Внук Сани, сидя за столом, говорит строго: «Баб, а баб, ты смотри, не трогай моих грибов. Помнишь, мы вместе собирали? Так свои я домой отвезу». Я вмешиваюсь в разговор: «Как же это нехорошо получается: собирали вместе, обедаете вот вместе, а грибы — не трогай», но Саня перебивает меня: «Правильно, миленький, правильно. Все в свой дом неси, все — в дом». Наши представления о воспитании явно расходятся.

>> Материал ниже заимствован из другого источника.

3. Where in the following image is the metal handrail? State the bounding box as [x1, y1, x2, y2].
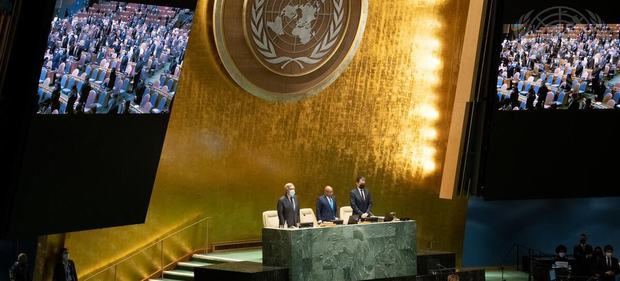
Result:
[83, 216, 210, 281]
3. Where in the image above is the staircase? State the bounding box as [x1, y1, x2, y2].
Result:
[149, 254, 242, 281]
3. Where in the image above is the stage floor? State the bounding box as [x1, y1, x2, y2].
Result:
[206, 248, 528, 281]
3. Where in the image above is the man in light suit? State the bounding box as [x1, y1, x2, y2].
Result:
[316, 186, 338, 224]
[350, 176, 372, 219]
[277, 183, 300, 228]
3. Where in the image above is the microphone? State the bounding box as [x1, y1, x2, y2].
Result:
[434, 263, 454, 275]
[436, 263, 449, 270]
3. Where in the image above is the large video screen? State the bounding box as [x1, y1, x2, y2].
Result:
[495, 23, 620, 111]
[36, 0, 194, 114]
[468, 0, 620, 200]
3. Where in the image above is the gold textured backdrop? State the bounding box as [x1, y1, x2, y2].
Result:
[62, 0, 472, 278]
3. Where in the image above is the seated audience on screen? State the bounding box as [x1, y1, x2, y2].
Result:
[496, 24, 620, 110]
[36, 1, 193, 114]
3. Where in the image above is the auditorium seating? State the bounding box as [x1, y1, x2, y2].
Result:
[555, 91, 566, 106]
[262, 211, 279, 228]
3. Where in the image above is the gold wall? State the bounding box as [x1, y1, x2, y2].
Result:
[63, 0, 472, 278]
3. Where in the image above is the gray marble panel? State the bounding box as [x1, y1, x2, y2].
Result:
[263, 221, 417, 281]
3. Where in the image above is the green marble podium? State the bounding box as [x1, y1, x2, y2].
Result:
[262, 221, 417, 281]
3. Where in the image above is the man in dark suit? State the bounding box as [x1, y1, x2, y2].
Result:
[574, 234, 594, 277]
[350, 176, 372, 219]
[536, 84, 549, 110]
[597, 245, 619, 281]
[277, 183, 299, 228]
[53, 248, 78, 281]
[9, 253, 31, 281]
[316, 186, 338, 223]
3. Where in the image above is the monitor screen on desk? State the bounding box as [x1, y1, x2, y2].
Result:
[348, 215, 359, 225]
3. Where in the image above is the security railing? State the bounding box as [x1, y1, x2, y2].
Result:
[82, 216, 210, 281]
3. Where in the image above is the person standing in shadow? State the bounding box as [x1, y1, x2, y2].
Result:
[53, 248, 78, 281]
[9, 253, 31, 281]
[597, 245, 619, 281]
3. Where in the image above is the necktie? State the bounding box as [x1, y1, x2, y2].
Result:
[328, 197, 334, 210]
[290, 197, 295, 211]
[360, 189, 365, 201]
[608, 257, 611, 267]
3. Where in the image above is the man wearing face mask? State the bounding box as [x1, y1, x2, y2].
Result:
[53, 248, 78, 281]
[574, 233, 594, 277]
[555, 245, 569, 262]
[597, 245, 619, 281]
[553, 245, 570, 281]
[350, 176, 373, 219]
[277, 183, 300, 228]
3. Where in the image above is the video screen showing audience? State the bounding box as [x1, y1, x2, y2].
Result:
[36, 0, 194, 115]
[495, 24, 620, 111]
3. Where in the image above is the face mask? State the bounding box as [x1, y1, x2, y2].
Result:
[289, 190, 295, 197]
[606, 252, 613, 257]
[559, 253, 566, 258]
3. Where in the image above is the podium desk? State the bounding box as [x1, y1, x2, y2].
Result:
[262, 221, 417, 281]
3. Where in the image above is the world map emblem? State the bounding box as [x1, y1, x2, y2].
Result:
[214, 0, 368, 101]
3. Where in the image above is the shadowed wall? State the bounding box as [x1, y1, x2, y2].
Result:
[61, 0, 472, 278]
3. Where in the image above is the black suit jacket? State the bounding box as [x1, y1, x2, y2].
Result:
[53, 260, 78, 281]
[277, 195, 299, 227]
[9, 262, 31, 281]
[350, 188, 372, 216]
[316, 195, 337, 221]
[598, 256, 619, 281]
[574, 244, 594, 275]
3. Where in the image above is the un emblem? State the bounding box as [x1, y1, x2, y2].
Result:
[214, 0, 368, 101]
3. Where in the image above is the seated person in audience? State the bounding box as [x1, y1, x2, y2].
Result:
[555, 245, 569, 262]
[316, 186, 338, 224]
[567, 92, 582, 111]
[39, 98, 52, 114]
[277, 183, 300, 228]
[592, 247, 605, 273]
[447, 274, 459, 281]
[122, 100, 131, 115]
[597, 245, 619, 281]
[584, 98, 594, 110]
[574, 234, 594, 277]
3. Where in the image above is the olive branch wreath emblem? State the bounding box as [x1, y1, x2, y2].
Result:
[250, 0, 344, 70]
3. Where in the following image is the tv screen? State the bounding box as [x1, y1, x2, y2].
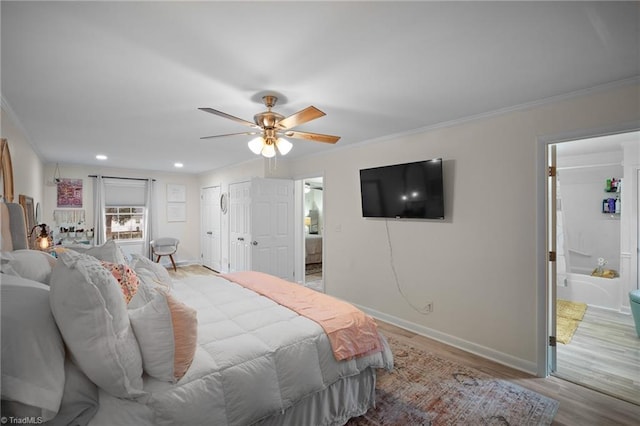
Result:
[359, 158, 444, 219]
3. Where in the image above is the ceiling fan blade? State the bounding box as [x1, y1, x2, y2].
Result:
[199, 107, 258, 128]
[276, 106, 325, 130]
[200, 131, 259, 140]
[283, 130, 340, 144]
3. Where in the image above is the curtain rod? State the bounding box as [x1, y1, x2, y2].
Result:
[88, 175, 156, 182]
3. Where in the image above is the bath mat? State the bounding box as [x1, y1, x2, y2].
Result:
[556, 316, 580, 345]
[556, 299, 587, 344]
[557, 299, 587, 321]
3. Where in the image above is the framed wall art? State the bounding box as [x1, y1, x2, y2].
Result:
[57, 178, 83, 207]
[167, 202, 186, 222]
[0, 138, 14, 202]
[167, 184, 186, 202]
[18, 194, 35, 243]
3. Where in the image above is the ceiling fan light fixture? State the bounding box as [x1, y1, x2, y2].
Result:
[261, 142, 276, 158]
[276, 138, 292, 155]
[248, 137, 264, 155]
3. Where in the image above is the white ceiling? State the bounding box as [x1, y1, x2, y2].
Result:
[2, 1, 638, 174]
[555, 131, 639, 157]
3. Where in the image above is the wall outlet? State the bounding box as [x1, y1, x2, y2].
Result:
[421, 302, 433, 313]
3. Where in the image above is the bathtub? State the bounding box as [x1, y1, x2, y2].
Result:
[557, 272, 623, 311]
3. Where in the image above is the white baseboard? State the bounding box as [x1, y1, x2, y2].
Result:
[355, 303, 539, 376]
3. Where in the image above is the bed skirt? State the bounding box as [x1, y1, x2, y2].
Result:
[89, 368, 377, 426]
[255, 367, 376, 426]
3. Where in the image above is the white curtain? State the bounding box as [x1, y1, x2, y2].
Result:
[143, 178, 155, 258]
[93, 175, 107, 245]
[92, 176, 154, 254]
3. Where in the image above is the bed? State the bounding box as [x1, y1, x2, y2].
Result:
[1, 202, 393, 426]
[305, 233, 323, 265]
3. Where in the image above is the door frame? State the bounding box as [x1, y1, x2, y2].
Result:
[535, 121, 640, 377]
[294, 173, 325, 288]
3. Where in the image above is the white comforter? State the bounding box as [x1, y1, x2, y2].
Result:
[92, 275, 392, 425]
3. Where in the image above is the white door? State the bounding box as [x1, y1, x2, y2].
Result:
[201, 186, 221, 271]
[229, 181, 251, 272]
[251, 178, 295, 281]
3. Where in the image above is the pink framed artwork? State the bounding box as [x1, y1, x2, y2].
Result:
[57, 178, 83, 207]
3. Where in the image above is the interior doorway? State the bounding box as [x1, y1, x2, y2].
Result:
[545, 130, 640, 405]
[301, 176, 324, 292]
[201, 186, 221, 272]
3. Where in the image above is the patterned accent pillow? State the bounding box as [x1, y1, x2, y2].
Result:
[100, 261, 139, 303]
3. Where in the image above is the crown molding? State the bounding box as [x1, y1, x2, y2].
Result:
[333, 76, 640, 153]
[1, 95, 44, 159]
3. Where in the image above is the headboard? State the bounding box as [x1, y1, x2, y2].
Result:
[0, 202, 29, 251]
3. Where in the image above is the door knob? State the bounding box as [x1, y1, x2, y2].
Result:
[237, 237, 244, 241]
[252, 241, 258, 246]
[206, 231, 213, 235]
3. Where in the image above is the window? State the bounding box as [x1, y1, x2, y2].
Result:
[106, 207, 145, 241]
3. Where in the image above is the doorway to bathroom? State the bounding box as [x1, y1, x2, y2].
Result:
[547, 130, 640, 405]
[301, 176, 324, 292]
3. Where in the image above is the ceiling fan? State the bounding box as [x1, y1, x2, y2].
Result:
[199, 95, 340, 158]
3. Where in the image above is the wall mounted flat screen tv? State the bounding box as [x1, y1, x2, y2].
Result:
[360, 158, 444, 219]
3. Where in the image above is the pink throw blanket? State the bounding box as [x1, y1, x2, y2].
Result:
[221, 271, 382, 361]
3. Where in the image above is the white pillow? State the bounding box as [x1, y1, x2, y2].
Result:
[1, 249, 57, 284]
[1, 274, 65, 421]
[49, 250, 144, 398]
[66, 240, 127, 264]
[130, 254, 173, 289]
[129, 290, 197, 383]
[127, 269, 160, 309]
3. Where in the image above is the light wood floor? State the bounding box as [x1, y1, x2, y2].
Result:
[556, 304, 640, 406]
[169, 265, 640, 424]
[168, 264, 219, 279]
[305, 269, 323, 292]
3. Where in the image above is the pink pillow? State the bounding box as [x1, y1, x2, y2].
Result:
[100, 261, 139, 303]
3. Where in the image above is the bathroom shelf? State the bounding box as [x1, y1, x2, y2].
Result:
[602, 178, 621, 215]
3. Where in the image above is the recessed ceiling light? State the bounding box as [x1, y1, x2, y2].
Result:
[174, 162, 184, 168]
[96, 154, 107, 160]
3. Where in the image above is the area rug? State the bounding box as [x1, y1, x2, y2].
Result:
[556, 299, 587, 344]
[347, 337, 558, 426]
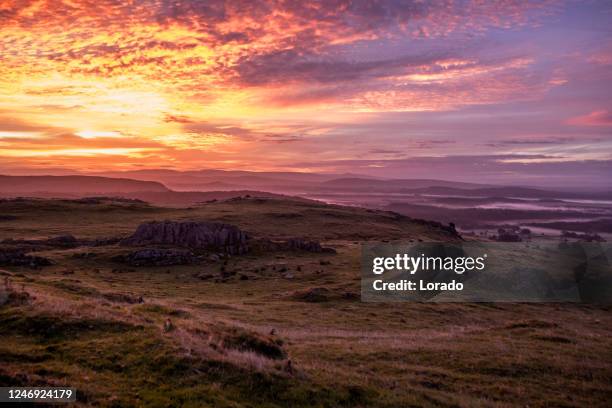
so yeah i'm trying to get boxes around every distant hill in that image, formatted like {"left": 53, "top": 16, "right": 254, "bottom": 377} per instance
{"left": 0, "top": 175, "right": 169, "bottom": 194}
{"left": 95, "top": 169, "right": 367, "bottom": 183}
{"left": 118, "top": 190, "right": 308, "bottom": 206}
{"left": 0, "top": 174, "right": 308, "bottom": 206}
{"left": 316, "top": 178, "right": 612, "bottom": 200}
{"left": 3, "top": 172, "right": 609, "bottom": 206}
{"left": 92, "top": 169, "right": 379, "bottom": 192}
{"left": 319, "top": 178, "right": 491, "bottom": 191}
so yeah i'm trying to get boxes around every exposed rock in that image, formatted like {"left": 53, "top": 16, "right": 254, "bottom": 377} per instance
{"left": 258, "top": 238, "right": 336, "bottom": 253}
{"left": 292, "top": 287, "right": 331, "bottom": 303}
{"left": 406, "top": 216, "right": 462, "bottom": 238}
{"left": 113, "top": 249, "right": 198, "bottom": 266}
{"left": 496, "top": 232, "right": 522, "bottom": 242}
{"left": 561, "top": 231, "right": 605, "bottom": 242}
{"left": 195, "top": 272, "right": 215, "bottom": 280}
{"left": 86, "top": 236, "right": 123, "bottom": 247}
{"left": 494, "top": 227, "right": 523, "bottom": 242}
{"left": 285, "top": 238, "right": 335, "bottom": 253}
{"left": 46, "top": 234, "right": 78, "bottom": 247}
{"left": 121, "top": 221, "right": 248, "bottom": 254}
{"left": 0, "top": 234, "right": 81, "bottom": 252}
{"left": 0, "top": 248, "right": 52, "bottom": 268}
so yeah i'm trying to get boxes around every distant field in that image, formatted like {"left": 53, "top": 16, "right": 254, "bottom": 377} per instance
{"left": 305, "top": 191, "right": 612, "bottom": 237}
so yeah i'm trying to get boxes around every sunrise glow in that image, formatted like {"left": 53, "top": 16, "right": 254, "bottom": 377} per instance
{"left": 0, "top": 0, "right": 610, "bottom": 184}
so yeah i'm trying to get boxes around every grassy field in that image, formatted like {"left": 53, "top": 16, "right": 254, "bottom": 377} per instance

А едят в Волкове, как я погляжу, все-таки плохо, хотя Саня старается и почти каждый день печет пироги. Но разве это те, бабушек наших, пироги? И где знаменитые здешние кокуры? «Санечка, а чего ты кокур не испечешь?» — спрашиваю я. «Кокур? Да я что-то забыла про них и не вспомню, как их стряпали». Она многого не помнит из того, что традиционно пеклось и варилось в Ландехе. Утрачена старая ландехская культура быта. Корова у Сани своя, но молока взрослые не пьют: все уходит на масло и сметану, чтобы было с чем есть кашу и забеливать похлебку. Мяса — никакого. Еда однообразна, груба и несытна. Так мне кажется с моими столичными привычками.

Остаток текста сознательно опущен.